The 650 area code will
cover the southern part of what is now the 415 area code.
This includes most of San Mateo County, the northern
portion of Santa Clara County and a small pocket of Santa
Cruz County.
Parts of Daly City,
Brisbane, San Francisco and Marin County will remain in
area code 415.
Lavoie said he and other
communications specialists have been meeting with SHS
clinical personnel, making suggestions about how to help
patients and others who will be affected by the
changeover. "I'm recommending that people working in
clinical environments change their voice mail greetings
to highlight the area code, and I'm suggesting that they
post notices in the clinics and elsewhere in the medical
center," he said. "Clearly, we will need to
reprint business cards and stationery, and in some cases
reprogram fax and voice speed-dial numbers, modems and
ISDN [Integrated Services Digital Network] phone
lines."
Before reprinting business
cards or stationery to reflect the new area code, SHS
departments might want to make sure they receive their
updated mailing addresses expected in early August
as the medical center changes from a route system to the
zip-plus-four mail code system used by Stanford
University, noted Steve Feilner, SHS mail supervisor.
A special concern arising
at the medical center with the change to the 650 area
code, Lavoie said, is that about 1,000 long-range pagers
will now require dialing the 415 area code because the
access number is in the 415 area. Pager access through
the Stanford switchboard by dialing 222 is not affected,
he said.
"One initial
challenge could be remembering to dial the area code when
calling Marin, San Francisco or other places that we are
used to dialing directly," Lavoie added.
Communications with UCSF
under the anticipated merger of clinical services this
fall will be streamlined to avoid the need to dial an
area code, said Judy Frabotta, spokesperson for UCSF
Stanford Health Care. The plan, she said, is to create a
simplified system that will allow calls within the merged
organization to be routed with a short access code plus
five-digit dialing (e.g., 5-1111) in a manner similar to
the internal dialing system now used at Stanford.
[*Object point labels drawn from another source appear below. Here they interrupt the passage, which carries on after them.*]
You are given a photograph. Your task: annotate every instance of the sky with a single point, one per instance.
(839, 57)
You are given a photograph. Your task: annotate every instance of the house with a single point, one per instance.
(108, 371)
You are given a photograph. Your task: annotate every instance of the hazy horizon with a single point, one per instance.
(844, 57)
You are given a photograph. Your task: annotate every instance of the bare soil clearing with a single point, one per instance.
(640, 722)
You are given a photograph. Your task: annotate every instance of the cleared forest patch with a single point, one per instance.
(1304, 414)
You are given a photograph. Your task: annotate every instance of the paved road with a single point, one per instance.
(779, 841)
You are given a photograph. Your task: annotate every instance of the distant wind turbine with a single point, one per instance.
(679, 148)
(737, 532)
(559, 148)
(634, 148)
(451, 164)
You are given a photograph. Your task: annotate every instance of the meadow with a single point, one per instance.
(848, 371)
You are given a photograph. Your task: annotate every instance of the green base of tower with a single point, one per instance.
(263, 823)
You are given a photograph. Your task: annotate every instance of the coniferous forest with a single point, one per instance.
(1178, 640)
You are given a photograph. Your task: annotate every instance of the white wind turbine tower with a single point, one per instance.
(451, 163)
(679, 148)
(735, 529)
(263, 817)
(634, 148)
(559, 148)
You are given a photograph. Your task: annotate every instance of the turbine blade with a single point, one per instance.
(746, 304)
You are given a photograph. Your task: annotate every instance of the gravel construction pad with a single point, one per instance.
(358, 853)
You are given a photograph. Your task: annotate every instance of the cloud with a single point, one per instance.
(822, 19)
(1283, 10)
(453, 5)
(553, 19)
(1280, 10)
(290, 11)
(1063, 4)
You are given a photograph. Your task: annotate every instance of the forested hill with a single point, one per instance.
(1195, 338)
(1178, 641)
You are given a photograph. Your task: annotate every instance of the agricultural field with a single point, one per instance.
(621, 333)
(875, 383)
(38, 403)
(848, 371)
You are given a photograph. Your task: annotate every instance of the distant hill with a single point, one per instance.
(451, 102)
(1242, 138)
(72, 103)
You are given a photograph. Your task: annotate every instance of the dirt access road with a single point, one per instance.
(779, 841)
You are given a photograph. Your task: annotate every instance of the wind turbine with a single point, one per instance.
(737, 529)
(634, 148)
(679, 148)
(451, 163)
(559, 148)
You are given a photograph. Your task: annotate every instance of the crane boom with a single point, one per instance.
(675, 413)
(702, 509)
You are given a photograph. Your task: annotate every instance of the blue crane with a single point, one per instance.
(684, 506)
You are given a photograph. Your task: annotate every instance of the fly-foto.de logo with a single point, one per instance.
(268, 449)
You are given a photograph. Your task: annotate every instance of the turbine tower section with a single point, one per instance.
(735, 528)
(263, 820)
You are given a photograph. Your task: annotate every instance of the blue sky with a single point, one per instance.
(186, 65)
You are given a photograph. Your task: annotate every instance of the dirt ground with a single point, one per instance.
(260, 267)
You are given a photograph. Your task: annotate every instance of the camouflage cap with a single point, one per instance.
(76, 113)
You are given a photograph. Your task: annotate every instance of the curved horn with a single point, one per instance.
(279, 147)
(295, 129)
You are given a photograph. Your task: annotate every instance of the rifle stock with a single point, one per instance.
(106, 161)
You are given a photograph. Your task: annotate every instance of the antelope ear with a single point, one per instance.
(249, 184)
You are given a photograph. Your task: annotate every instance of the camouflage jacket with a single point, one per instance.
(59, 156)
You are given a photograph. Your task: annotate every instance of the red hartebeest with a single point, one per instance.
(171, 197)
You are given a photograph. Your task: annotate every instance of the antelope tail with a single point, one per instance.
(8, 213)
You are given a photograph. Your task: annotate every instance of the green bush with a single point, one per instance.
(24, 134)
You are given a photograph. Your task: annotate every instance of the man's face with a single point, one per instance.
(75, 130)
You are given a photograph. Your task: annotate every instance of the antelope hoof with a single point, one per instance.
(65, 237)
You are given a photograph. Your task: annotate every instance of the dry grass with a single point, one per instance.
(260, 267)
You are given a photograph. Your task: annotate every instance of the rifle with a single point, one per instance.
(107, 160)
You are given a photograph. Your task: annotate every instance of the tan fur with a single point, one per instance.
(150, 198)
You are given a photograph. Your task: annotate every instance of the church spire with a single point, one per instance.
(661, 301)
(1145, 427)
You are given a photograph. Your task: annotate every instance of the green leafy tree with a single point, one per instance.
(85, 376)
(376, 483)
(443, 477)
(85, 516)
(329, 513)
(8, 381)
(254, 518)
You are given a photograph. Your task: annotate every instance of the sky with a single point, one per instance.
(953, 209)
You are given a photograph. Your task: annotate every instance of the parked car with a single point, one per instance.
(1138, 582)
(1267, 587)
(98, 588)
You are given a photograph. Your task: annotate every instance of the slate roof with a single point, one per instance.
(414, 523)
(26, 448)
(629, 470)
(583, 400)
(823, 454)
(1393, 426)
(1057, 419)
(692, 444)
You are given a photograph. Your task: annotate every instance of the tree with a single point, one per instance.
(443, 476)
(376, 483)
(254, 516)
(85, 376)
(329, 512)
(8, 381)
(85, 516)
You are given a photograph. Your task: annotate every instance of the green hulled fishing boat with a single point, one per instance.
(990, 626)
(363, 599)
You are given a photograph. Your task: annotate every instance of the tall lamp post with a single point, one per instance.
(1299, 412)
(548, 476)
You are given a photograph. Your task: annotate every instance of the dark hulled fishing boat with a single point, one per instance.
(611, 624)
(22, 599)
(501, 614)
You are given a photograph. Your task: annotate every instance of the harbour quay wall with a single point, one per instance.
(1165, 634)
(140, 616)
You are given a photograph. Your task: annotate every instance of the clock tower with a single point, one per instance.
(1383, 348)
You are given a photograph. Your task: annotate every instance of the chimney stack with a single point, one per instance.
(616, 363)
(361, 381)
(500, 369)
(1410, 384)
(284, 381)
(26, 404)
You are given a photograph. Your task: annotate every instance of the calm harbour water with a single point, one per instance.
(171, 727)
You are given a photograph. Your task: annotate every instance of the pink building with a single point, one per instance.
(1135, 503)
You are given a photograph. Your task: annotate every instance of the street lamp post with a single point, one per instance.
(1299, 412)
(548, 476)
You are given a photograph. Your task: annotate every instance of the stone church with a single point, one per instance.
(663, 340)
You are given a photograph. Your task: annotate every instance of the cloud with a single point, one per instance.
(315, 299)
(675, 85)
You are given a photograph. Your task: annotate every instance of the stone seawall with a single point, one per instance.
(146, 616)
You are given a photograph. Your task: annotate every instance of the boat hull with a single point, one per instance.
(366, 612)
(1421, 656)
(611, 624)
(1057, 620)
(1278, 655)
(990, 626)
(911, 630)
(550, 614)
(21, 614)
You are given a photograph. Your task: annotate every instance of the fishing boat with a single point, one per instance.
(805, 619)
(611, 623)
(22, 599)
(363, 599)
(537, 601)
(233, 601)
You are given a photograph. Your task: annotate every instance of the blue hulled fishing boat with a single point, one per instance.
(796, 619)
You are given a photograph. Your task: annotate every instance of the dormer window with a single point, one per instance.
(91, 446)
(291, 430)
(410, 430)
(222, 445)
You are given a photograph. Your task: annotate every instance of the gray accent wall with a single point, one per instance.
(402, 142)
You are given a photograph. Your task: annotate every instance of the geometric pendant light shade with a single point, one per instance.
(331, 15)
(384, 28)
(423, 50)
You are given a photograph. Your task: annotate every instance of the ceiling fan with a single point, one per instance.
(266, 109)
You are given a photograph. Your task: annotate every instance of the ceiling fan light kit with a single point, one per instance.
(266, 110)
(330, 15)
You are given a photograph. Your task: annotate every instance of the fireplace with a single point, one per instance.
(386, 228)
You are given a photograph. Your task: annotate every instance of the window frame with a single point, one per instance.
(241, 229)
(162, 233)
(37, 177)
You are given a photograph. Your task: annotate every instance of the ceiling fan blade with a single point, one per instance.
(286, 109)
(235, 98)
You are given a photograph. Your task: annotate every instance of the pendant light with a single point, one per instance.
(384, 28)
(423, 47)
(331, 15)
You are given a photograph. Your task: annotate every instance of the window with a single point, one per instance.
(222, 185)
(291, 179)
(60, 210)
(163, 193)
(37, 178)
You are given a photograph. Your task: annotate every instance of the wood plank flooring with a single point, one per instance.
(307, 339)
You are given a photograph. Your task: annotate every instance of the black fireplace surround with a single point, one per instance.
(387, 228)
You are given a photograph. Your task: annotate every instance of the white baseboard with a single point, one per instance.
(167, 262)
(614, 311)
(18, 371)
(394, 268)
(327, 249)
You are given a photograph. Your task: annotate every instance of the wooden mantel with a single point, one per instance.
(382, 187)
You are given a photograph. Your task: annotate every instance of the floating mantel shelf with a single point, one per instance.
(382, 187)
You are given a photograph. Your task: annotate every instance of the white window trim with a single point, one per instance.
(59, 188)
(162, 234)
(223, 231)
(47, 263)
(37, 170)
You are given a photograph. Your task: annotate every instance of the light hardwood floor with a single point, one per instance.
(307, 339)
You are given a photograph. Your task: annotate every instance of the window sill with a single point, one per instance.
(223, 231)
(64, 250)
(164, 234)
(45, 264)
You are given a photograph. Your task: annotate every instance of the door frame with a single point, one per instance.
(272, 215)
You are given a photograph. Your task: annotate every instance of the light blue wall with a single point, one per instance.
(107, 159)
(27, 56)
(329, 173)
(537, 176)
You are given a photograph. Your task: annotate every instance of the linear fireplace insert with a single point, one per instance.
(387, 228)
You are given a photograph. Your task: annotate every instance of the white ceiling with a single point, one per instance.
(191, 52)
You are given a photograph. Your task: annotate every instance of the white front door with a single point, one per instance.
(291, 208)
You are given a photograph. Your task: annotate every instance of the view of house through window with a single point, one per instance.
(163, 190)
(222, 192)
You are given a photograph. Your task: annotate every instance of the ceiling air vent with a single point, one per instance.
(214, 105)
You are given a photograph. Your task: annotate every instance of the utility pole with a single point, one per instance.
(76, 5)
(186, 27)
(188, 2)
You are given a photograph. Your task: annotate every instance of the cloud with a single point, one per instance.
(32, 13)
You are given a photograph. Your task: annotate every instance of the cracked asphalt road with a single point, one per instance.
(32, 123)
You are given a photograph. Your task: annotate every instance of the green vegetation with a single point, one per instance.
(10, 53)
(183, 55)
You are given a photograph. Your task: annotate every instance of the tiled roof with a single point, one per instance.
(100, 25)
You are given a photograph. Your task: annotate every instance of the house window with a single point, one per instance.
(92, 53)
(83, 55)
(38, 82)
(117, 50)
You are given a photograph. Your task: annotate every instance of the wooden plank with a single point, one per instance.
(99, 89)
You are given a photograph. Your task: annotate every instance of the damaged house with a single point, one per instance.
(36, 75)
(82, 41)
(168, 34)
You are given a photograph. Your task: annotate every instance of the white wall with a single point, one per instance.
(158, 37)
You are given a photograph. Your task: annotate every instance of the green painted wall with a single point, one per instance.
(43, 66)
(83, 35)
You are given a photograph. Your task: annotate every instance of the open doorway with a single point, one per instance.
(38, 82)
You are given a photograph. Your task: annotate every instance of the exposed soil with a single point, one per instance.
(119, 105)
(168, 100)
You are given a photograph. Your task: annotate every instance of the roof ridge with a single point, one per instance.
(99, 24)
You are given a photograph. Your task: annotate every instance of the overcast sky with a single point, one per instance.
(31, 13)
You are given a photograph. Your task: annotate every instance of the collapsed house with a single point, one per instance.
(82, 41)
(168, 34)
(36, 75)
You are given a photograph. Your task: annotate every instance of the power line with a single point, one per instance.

In general, people placing
calls involving the 650 region will have a grace period
of several months during which they will be able to dial
either 415 or 650 and get the correct number. After that,
people dialing 415 to reach the 650 area will get a
recording saying they need to use the new area code. The
use of the recording is expected to begin around Feb. 1
or earlier if unassigned numbers run out, said Lavoie.
Information on the area
code changeover at the medical center is available from
MedNET on the World Wide Web at
www-med.stanford.edu/center/areacode.html. And as always,
noted Paul Watkins, SHS director of engineering and
security, medical center phone users with technical
questions or problems related to the changeover can seek
assistance from the Communications Help Line at 725-HELP.